Friday, July 26, 2013

The Failure to Cook-up a Faustian Plot

The cook of our story is Steven A. Cook who tried to cook-up a modern Egyptian plot modeled after an ancient German legend. The latter is a drama that was given a modern twist centuries later by Johann Goethe about a man who made a deal with the devil according to which he traded his soul in exchange for all the knowledge in the world, and all the pleasures of life. Steve Cook applied his talent writing an article in this vein under the title: “A Faustian Pact: Generals as Democrats” and had it published in the New York Times on July 26, 2013.

The trouble is that the Cook story did not go too well. It was meant to predict a bad ending for the rally that was called for on that day by the Egyptian military – here representing the character of Faust. The rally was to be staged throughout the country to denounce the acts of violence that were being committed by elements of society unhappy with the popular uprising that overthrew the old order. The rally did take place eventually, the people of Egypt seemed to have had a good time staging it, and nothing bad resulted because there was no soul to trade, and no devil with whom to trade.

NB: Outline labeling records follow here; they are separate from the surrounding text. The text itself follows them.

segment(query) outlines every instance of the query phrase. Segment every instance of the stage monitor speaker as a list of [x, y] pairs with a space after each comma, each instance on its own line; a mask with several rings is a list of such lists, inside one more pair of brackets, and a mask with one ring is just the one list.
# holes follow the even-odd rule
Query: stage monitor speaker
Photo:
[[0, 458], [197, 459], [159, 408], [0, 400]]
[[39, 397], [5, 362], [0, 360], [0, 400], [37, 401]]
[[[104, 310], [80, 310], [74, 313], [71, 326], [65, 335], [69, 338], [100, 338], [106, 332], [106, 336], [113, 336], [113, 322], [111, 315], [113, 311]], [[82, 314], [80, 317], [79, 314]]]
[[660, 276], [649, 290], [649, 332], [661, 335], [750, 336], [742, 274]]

So we ask: Where did Steven Cook go wrong in his understanding of the situation, and his predictions about it? I believe that his most fundamental misunderstanding of the Egyptian situation is encapsulated in the following paragraph: “millions of Egyptians welcomed the coup even as they claimed to want democracy, apparently [they] do not see the tension between these positions. Their faith in the military is misplaced, but it can be explained by six decades of hopes and disappointments.”

Cook then makes the classic (and I mean the absolutely, absolutely classical mistake) that no writer or talking head in America can avoid making. It is to contradict himself because he is conditioned under severe blackmail to never (and I mean never, never, never) say something good about Egypt without wrapping the saying inside a bad thing he must absolutely say about that country – unless he is prepared to lose his job. Thus, having spewed the words “misplaced” and “disappointments” to characterize six decades of relationship between the people of Egypt and their military, he can now say this: “Since 1952 [that's six decades ago], the armed forces have been Egypt's state builder, liberator and savior.”

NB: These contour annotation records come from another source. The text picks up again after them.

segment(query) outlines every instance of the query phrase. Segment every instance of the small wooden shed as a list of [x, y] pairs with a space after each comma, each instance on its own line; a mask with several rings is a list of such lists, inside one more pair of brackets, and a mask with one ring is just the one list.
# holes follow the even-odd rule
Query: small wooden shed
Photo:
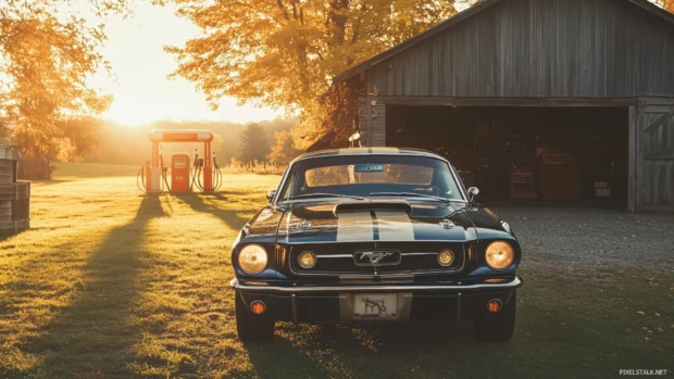
[[366, 146], [444, 153], [503, 198], [674, 211], [674, 16], [647, 0], [483, 0], [341, 83]]
[[30, 182], [18, 181], [18, 148], [0, 146], [0, 236], [30, 227]]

He goes on to say: “That was true when its troops crossed the Suez Canal in 1973 in a war that ultimately ended with the Sinai returned from Israeli control. It was even more true in the years between 1956 and 1967, when Gamal Abdel Nasser and his fellow Free Officers nationalized the Suez Canal; stood firm in the face of a British, French and Israeli invasion; rejected the terms of Western financing of the Aswan High Dam; and created new economic and social opportunities for Egyptians.”

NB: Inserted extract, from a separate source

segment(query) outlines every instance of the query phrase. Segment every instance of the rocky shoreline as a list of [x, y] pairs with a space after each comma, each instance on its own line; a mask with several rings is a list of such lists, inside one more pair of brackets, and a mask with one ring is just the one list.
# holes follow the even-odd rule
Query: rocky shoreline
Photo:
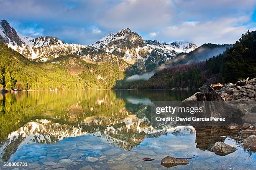
[[[215, 93], [219, 97], [219, 100], [224, 101], [225, 103], [236, 108], [243, 112], [241, 122], [238, 125], [232, 123], [228, 126], [220, 127], [226, 130], [230, 134], [235, 135], [234, 139], [241, 141], [245, 149], [256, 151], [256, 78], [250, 80], [243, 80], [236, 83], [221, 84], [217, 83], [211, 85], [206, 92], [197, 92], [185, 100], [211, 100], [209, 94]], [[205, 96], [205, 98], [199, 98], [198, 96]], [[212, 99], [214, 100], [216, 98]], [[232, 153], [236, 149], [222, 142], [217, 141], [209, 150], [221, 155], [225, 155]]]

Steven Cook goes on to say: “The fact that the Free Officers delivered on promises of national power, social justice and economic opportunity provided Mr. Nasser and his comrades a reservoir of support … Mr. Nasser's heyday still represents, for many, the last time that Egypt felt united under leaders whose espoused principles met the needs of ordinary Egyptians … Even now, the elderly could tell me that Mr. Nasser and the army gave Egypt a gift. New generations share the impression.”

Well, Nasser is undoubtedly the national hero that the people of Egypt revere to this day. But they also see the heydays that he started continuing till at least 5 more years past the 1973 liberation of the Sinai. It happened under his successor and fellow Free Officer, Anwar Sadat. Thus, it was not until the end of the Seventies or early Eighties that the people of Egypt began to feel uneasy. This was a time when the Sadat administration had set aside the past, and put Egypt on the fast path to rapid industrialization.

This uneasiness is not peculiar to Egypt. It happens to all nations that transform from an agrarian society to an industrial one. How it expresses itself and develops depends on the peculiarities of each society; and the challenge would have been for scholars (perhaps Steven Cook among them) to find out what is purely Egyptian in the Egyptian transformation. To find out what is different about it from say, the Chinese, Indonesian, South Korean or Filipino experiences. Unfortunately, three decades of opportunities at studying Egypt in a scholarly fashion were wasted because the people who are paid to do this sort of work were forced to spew rubbish instead of producing scholarly work for the textbooks.

Having skipped the period from that time to the current situation, Steven Cook tries in his current article to explain what he sees happen now. But all he does is give an account of the histrionics from the fall of Mubarak to this day without the depth he could have expressed had he understood what motivates the people of Egypt. This is why he came to write something like this: “The ready acceptance of a coup in the name of democracy is understandable, but at best they are playing with fire.”

Citing a poll in which only 27 percent of the population expressed its view that a civilian control of the military was “very important,” he goes on to give his own view as to what would be important for Egypt. But he admits “Perhaps Egypt will be different.” Well, I can guaranty him that Egypt will be different in the same way that every experience is different from all the others.

Like says Desiderata, the universe is unfolding as it should despite the cooks who wish to cook-up the same meal for everyone.